Friday, February 12, 2010

Don't Engage

I am participating in a Love and Logic class through my Parents as Teachers group. I had heard a lot of good things about this 'theory' from teacher friends and thought it was time to put a bit more thought into our discipline strategy.

True, our Girl is a little young at 14 months to benefit from all of this, but better to start early. I think.

My take away from last night:

1. 'Go Brain Dead', i.e. 'Don't Engage'
When your child is nagging or throwing a fit, you need to go brain dead so you don't go crazy. Respond in a calm, soothing, repetitive voice. "I know .... I know .... I know .... I know". The idea is that pretty soon they'll just tire of you not giving in to their wishes, and in the future, will know they can't get a rise out of you.
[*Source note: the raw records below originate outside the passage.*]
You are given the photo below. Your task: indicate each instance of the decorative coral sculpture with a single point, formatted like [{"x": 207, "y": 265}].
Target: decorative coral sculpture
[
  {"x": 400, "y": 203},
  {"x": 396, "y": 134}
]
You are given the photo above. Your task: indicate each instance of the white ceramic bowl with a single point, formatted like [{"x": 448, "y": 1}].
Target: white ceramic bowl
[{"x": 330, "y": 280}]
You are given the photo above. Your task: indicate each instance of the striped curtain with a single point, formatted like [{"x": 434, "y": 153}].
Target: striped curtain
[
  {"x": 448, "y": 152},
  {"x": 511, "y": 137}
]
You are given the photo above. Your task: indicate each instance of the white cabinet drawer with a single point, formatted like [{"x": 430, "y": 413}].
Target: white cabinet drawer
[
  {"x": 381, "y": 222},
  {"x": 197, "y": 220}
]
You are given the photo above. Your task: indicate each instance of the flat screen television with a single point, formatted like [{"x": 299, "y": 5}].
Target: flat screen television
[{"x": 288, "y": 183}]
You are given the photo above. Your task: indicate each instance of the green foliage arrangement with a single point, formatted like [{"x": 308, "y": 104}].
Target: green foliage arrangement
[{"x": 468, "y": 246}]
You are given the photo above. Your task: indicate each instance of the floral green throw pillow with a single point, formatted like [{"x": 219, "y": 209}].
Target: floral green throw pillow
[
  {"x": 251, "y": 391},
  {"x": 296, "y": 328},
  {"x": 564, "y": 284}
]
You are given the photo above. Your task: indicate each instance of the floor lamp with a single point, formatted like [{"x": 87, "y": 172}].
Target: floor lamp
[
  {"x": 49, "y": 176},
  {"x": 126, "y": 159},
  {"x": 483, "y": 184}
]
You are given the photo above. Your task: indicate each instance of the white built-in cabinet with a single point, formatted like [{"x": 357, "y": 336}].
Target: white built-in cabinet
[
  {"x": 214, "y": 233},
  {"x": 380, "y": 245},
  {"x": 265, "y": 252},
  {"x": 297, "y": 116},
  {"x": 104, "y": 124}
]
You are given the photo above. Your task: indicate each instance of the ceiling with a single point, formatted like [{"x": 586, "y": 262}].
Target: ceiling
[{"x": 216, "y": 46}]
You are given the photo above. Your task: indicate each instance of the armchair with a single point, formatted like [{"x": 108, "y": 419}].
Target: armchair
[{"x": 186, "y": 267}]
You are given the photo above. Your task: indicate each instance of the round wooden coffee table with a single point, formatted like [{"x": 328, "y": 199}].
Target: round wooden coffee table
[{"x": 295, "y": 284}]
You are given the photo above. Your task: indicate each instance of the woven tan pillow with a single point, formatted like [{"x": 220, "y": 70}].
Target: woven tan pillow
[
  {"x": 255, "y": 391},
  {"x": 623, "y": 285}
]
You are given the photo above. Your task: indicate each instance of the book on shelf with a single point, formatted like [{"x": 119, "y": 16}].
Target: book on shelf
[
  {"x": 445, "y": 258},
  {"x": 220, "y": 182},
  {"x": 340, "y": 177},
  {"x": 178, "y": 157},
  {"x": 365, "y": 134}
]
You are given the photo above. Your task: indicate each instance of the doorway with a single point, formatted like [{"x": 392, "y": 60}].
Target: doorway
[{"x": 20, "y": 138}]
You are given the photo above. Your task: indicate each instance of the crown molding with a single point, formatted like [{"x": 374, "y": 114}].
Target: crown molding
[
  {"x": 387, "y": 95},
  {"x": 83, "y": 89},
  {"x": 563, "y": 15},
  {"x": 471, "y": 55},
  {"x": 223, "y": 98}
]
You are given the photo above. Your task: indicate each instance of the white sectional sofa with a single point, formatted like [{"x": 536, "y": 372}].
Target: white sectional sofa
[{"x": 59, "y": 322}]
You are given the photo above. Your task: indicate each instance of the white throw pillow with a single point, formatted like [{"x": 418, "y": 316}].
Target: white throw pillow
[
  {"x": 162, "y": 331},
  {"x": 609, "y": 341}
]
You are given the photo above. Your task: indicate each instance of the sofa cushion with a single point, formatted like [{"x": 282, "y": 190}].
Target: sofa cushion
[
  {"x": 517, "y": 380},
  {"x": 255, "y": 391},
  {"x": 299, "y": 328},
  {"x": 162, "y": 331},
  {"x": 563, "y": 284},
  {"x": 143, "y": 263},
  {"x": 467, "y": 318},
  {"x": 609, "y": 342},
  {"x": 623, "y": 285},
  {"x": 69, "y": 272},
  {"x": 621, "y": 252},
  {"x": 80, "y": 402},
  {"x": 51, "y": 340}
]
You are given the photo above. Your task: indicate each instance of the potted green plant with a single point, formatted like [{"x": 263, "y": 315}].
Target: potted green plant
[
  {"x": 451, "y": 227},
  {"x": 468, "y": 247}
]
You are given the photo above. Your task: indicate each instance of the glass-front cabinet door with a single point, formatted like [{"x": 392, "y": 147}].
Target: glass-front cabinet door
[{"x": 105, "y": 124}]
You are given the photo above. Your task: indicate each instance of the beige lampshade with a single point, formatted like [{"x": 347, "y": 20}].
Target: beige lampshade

2. 'Empathy, then Consequence'
A lot of Love+Logic is based on empathetic, loving responses to your children, along with making your child take responsibility for misbehavior. When your child misbehaves, you must respond with empathy and true sincerity. "Oh! How sad ...." or "What a bummer!" Your child needs to know that you care about them and recognize that they are upset. Then, the consequence. "Oh! How sad! You dropped your cup on the floor so now you can't have anymore milk." You are the good guy and the consequence is the bad guy.

I like the sound of it.

My homework is to start putting these things in to practice. We don't really have tantrums at our house, but the whining is increasing. The most maddening thing to me, right now, is the repeated flinging of the sippy cup with secondary spilling of milk. I've responded in a calm way, in an angry way, in no way ... none of it seems to work.

Today we started the "Oh! How sad!" approach. I'm sure she doesn't get it yet, but hopefully will begin to understand with repetition on our part. And, it makes me feel better to have an approach.

As our instructor said, you can't always control your 2 or 3 year old. You CAN control your response to them.

Good advice.

2 comments:

Andrea said...

I like the approach. Our babysitter has been coaching us on pretty much the same idea. Nathan throws a fit if he misses a basketball shot and we used to respond, "try again." Now that we have added, "what a bummer" or "that's frustrating" it seems to cut some time and gusto out of the tantrum. Best of luck. Let me know how it works.

Bets said...

You should hear the kindergarten teachers at my building, "That is such a sad story. I'm so sad that you chose to run down the hall ... now you will walk holding my hand."

I've started with the "What a sad story ..." bit. Only mine tends to end with, "... you tore all your papers up. It's a good thing I have a copy machine to make you brand new copies." OR "... you chose to steal markers from the art room. You will no longer get to use those materials."